We collected data from a particularly challenging traverse in which Scarab followed a circular path leading through a crater. At one point during this run, it reached a pitch angle of upward of 30 degrees.


Figure 5: Entering crater		Figure 6: Exiting crater

LKF with GPS and IMU data

The results of our LKF are compared to the filter built into the commercial INS/GPS system used on Scarab. The built-in filter path is taken as ground truth as it has access to more data and runs at a higher frequency than our filter, though we acknowledge that it too is imperfect. Click on the following figure for a visualization.

Figure 7: LKF crater results

As can be seen from this plot, our LKF implementation follows ground truth quite closely.

Optical Odometry

The optical sensor was attached during this traverse, and integrating the velocity it provided the following results.
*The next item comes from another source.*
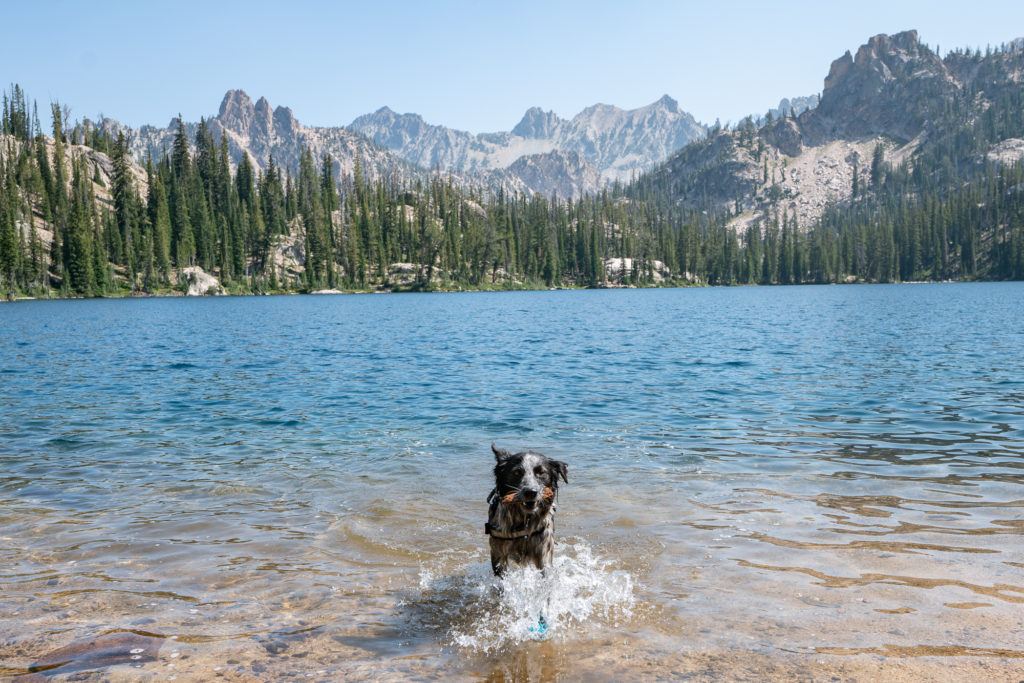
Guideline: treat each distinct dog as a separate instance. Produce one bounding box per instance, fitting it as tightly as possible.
[483,443,569,578]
Click on the following figure for a visualization.

Figure 8: Optical sensor crater results

The error here is higher than that of the LKF as expected, owing to the lack of GPS data. However, it is remarkably accurate considering that by the end of this traverse, the absolute position error is less than 1.5m.
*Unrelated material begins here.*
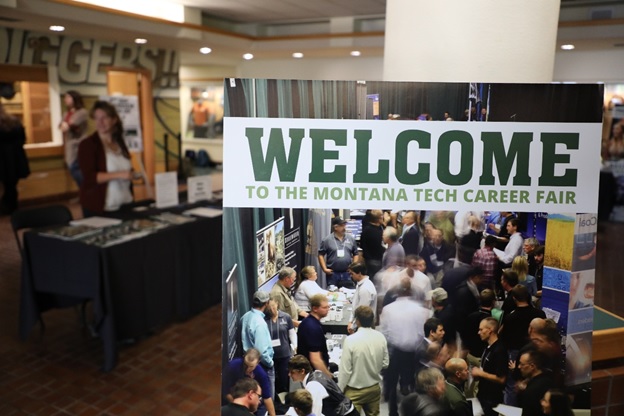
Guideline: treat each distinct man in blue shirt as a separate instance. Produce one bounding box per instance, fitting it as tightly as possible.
[221,348,275,416]
[241,290,275,394]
Additional exciting results have become available, from a 10+ hour 1km traverse that took place after the class presentation. The path traced around the Robot City LTV Steel site test area is here overlaid on an overhead view provided by Google Earth.

Figure 9: Optical sensor 1km results

As this plot shows, an error of less than 35m was accumulated after nearly 1km of travel, for an error of less than 4%. This, we are told, is quite remarkable for a dead reckoning system and is only possible because the optical sensor detects actual body motion without being subject to wheel slip or physical imperfections such as a slight error in the estimate of wheel radius.

Path Planning

Our original intentions were to write a path planner for an Ackermann-steered vehicle and feed its output to the drive-by-wire system to the Kodi vehicle, a robot housed in the FRC. This would be integrated with our state estimation component by using a real-time Kalman filter to estimate the robot's position during execution. Unfortunately, contention for the vehicle and adverse weather conditions by the time we were ready to test prevented us from carrying this out. Instead, we here show results from a simulated environment.

The planner is an A* planner operating in the space of commands to an Ackermann-steered vehicle. Specifically, at each state/timestep, the planner must select between any of several steering angles that are nearby offsets from the current one (for realism, we impose a maximum slew rate, that is, the maximum rate at which the steering wheel can turn). This is then integrated forward for one timestep in simulation to determine the state that would follow if this command were given. The objective is to determine a path through the 2-D world that does not intersect any obstacles.

To make this more interesting, we have included the notion of a limited worldview requiring replanning. Initially, the robot does not know of any obstacles, and the path it finds to the goal is a straight line (possibly intersecting many obstacles). A virtual sensor range is specified so that as the robot follows this path, it may discover any obstacles lying within this radius. If during execution it discovers that a collision is soon imminent, it stops, replans using the updated map, and recommences execution. Click on the following figure for a visualization of this process.

Figure 10: Simulation of A* planner for Ackermann vehicle

This particular example demonstrates this replanning on several occasions, after which the robot is finally able to reach the goal.

Conclusions

In this project, we explored both probabilistic state estimation and path planning. We demonstrated a functioning LKF implemented on a real robot and achieved significant results in odometric pose estimation on the same robot. We also demonstrated a dynamically-replanning path planner for a mildly-complex vehicle, though not on a real robot as we had wished.